Figure 5: Thinking token usage varies by problem domain, with STEM domains eliciting more tokens.
Figure 6: Overthinking increases almost linearly with the number of MCQ options, despite most being distractors.
Qualitative Failure Modes
Qualitative analysis demonstrates that overthinking can lead to performance degradation on simple queries due to self-doubt and conflicting reasoning, while underthinking manifests as premature conclusions and lack of verification on complex tasks. In both cases, the inability to adaptively modulate reasoning depth is detrimental.

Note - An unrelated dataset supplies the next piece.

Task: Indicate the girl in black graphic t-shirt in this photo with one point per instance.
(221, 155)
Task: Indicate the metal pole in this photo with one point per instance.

Implications and Future Directions
OptimalThinkingBench exposes a fundamental limitation in current LLMs: the lack of adaptive reasoning allocation. The benchmark's unified metric and dynamic, synthetic construction enable robust, contamination-resistant evaluation as models evolve. The results indicate that:
- Efficiency and performance trade-off is not resolved by current architectures or training paradigms.
- Routing and prompt-based interventions offer partial mitigation but are insufficient for general optimality.
- Scaling model size increases verbosity without clear accuracy gains, suggesting diminishing returns for brute-force scaling in the context of reasoning efficiency.
Future research should focus on:
- Unified architectures capable of dynamic reasoning allocation, possibly via meta-learning or adaptive computation modules.
- Improved routing mechanisms that can reliably infer task complexity and select appropriate reasoning strategies.
- Training objectives that explicitly penalize unnecessary computation and reward adaptive efficiency across diverse domains and answer types.
Conclusion
OptimalThinkingBench provides a rigorous, unified framework for evaluating and incentivizing optimal reasoning in LLMs. The benchmark reveals that current models are unable to simultaneously achieve high efficiency and high performance across the spectrum of query complexity. While several methods offer incremental improvements, a significant gap remains, underscoring the need for new approaches to adaptive reasoning in LLMs. The benchmark's extensibility and dynamic nature position it as a critical tool for tracking progress in this area as models and methods continue to advance.